Acordei um tanto desconfiado esta manhã. Sempre acordo cedo, por volta das seis, pra escrever minha coluna diária do “Manchetes Diárias dos Tiros no Rio”, mas desta vez foi ainda de forma peculiar. Do meu humilde apartamento na Lapa, desses minúsculos que você pode imaginar... Sala emendada com cozinha, um banheiro tão pequeno que é preciso sentar na privada pra fazer a barba, ou então tomar banho em perna de saci. Imagine todas essas acrobacias do alto dos meus 70 e tantos anos.
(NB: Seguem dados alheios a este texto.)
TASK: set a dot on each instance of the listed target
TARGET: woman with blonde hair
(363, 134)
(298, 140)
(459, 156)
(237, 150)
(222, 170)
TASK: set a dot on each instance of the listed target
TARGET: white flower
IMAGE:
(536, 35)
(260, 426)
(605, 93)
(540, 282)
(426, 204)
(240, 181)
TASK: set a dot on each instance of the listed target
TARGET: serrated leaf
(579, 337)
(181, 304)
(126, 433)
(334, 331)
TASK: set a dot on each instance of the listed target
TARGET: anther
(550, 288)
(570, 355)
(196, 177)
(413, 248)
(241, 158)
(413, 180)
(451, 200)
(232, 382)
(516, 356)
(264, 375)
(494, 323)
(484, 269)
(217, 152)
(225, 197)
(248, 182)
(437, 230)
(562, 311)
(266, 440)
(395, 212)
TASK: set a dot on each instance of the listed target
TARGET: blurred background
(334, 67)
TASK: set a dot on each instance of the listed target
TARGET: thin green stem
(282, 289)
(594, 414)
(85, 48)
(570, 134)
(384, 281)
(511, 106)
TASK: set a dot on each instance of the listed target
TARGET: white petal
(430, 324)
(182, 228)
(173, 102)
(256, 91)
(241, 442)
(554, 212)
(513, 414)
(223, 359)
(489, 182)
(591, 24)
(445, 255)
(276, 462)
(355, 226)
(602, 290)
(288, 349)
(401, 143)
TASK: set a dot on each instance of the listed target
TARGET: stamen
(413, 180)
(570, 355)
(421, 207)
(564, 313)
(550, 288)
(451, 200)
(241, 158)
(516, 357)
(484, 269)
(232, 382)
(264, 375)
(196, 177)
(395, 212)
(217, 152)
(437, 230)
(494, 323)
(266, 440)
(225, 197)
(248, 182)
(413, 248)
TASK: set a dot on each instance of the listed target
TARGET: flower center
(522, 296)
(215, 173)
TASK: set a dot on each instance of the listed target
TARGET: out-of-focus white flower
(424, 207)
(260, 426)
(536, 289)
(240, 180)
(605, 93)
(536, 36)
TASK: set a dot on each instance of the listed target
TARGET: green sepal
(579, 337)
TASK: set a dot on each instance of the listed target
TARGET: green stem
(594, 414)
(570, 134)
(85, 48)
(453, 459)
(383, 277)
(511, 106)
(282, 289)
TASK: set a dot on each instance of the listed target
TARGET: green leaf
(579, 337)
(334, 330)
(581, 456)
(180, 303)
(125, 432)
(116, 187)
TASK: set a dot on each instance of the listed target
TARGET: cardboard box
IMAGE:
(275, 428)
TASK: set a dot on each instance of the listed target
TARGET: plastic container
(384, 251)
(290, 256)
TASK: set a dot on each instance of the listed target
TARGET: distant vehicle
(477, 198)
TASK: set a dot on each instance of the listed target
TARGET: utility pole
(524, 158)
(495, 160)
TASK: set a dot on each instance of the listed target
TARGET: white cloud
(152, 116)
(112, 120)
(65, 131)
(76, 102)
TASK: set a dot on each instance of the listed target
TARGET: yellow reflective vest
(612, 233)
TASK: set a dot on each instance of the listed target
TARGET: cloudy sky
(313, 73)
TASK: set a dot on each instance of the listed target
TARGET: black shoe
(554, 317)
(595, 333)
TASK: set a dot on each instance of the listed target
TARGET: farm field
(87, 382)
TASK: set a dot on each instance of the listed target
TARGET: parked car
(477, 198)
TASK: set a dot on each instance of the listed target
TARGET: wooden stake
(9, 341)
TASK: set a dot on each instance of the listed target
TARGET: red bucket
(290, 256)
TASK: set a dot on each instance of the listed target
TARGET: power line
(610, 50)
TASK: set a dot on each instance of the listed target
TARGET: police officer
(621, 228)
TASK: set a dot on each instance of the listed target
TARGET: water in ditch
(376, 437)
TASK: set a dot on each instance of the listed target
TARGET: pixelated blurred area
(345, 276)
Não revelo exatamente pra fazer mistério (quero ver o que vão inventar quando forem colocar meu nome na seção do obituário, apesar de que a minha coluna no velho jornal já fica mesmo ao lado desta). Mas isso não vai acontecer tão cedo, senhores. “Dorival Leitão”, acho difícil alguém sair imune depois de ouvir esse nome ou lê-lo em letras garrafais na assinatura de uma das minhas matérias.

Sei que tenho essa nobre qualidade de me delongar nos detalhes da minha intensa vida pessoal. Eu acordei hoje sob o som de uma agitação na vizinhança. Não que sons estranhos sejam novidade em um bairro como a Lapa. Mas eu estou sempre me mudando. Pareço um cigano que não pode ficar muito tempo em um determinado lugar, até mesmo porque quando resolvo me estabelecer em um ponto sempre vem alguém me trazendo bilhetinhos ou me mandando mensagens pelo celular (não tenho paciência pra essas coisas que não são da minha geração) pedindo para que eu faça a gentileza de me por para a rua. Parece até uma daquelas siglas “P.R.” que colocaram aqui nas casas do Rio quando a corte do Seu João com sua mãe louca tiveram que vir fugindo e derretendo (pra não dizer uma palavra mais rude) de medo das tropas daquele Napoleão. Acho que havia me esquecido de contar a vocês que quando eu finalmente somei minhas economias guardadas em colchões velhos, consegui comprar um humilde apartamento de um quarto no Leblon. Mas aí veio um telefonema do Manoel Carlos, aquele famoso autor de novelas melosas sobre o povo sem sal (sem contar a da praia) da zona sul, pedindo que eu fizesse o favor de não atrapalhar a imagem do cenário de seus enredos verborrágicos.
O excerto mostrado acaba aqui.